Me: faux calm in 1986       B: mid-sentence         P: 3-yr-old existential angst        C: “dear” in the headlights


I remember being held in my mother’s arms while she sang “Silent Night” to me in a darkened room.

I remember lying in my crib, waving at the shadows on the room’s walls made by cars driving past our house at night.

I remember looking through a telescope at what was supposed to be something very special in the night sky. All I saw was the moon. Or maybe a star. I was underwhelmed. It still looked pretty small to me.

These are some of my earliest memories. I don’t know what they say about me.

My daughter (now 32) has an incredible memory. She vividly recalls being a passenger (age 4) in the car with my husband and his friends who were driving (“quite fast!”) from Chicago to the DC temple. She still smiles as she recounts the sirens suddenly blaring behind them and her dad’s friend getting a ticket from a policeman.

I remember lots of things about my children’s childhoods. My mother must have recalled her early years of parenting, too. I used to roll my eyes when she would mention details about Sheridan School or the neighbor Mrs. Favret or Reverend What’s-His-Name from the church we attended. I can’t remember any of that. Maybe my sisters can, but even they grumped about Mom’s “living so much in the past.”

Now I fear my children – all grown – roll their eyes whenever I bring up bits from their single digit days. Does P cringe when I mention his youthful favorite video (Disney’s Robin Hood) as though he might still like to watch it? Does B recoil when I tell the clever thing she said when she was 5? (“If you don’t let me be where the rest of the people are, I’ll die! And not only that, I’ll never resurrect!”) And does C shiver when I slip and call him “Googy,” a nickname he had as an infant?
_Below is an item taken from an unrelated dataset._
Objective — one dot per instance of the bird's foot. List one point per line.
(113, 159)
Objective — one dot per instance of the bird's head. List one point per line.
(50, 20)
It would be one thing if I recalled these tender moments just during waking hours and in the privacy of our family circle. However, I often still (at age 60) find myself reliving raising toddlers in my dreams. C is the one who shows up most, my “baby.” He’s a stand-in, a symbol of my creative output or ambitions. For example, a dream that comes up with some frequency is of potty training failures (which was never a problem in their real lives). (And if they ever read that last part they will surely roll their eyes!) In these dreams, C will wander up to me as an adored tyke – but covered with pooh. If C represents my “creative productivity,” the pooh is, well, my assessment of how those efforts are going. Insecure? You betcha.

Two of my three children are parents now. This only reinforces my impulse to re-experience their tiny selves. That lavish love that comes with newborns is rekindled towards my offspring as I watch them hold their own babies in their arms. The space/time continuum becomes wildly warped. I like the perspective aging gives me to see the wholeness of these people I love. I’m not saying all those years were sunny. They were not. I remember those parts, too.

This isn’t living in the past. This is living beyond time, and the panorama feels holy.

So let them roll their eyes. Let them groan or be embarrassed. I’m claiming all of those memories boldly and proudly.

And now I’m going to settle back and imagine what it felt like to be held in my mother’s arms while she sang “Silent Night” to me.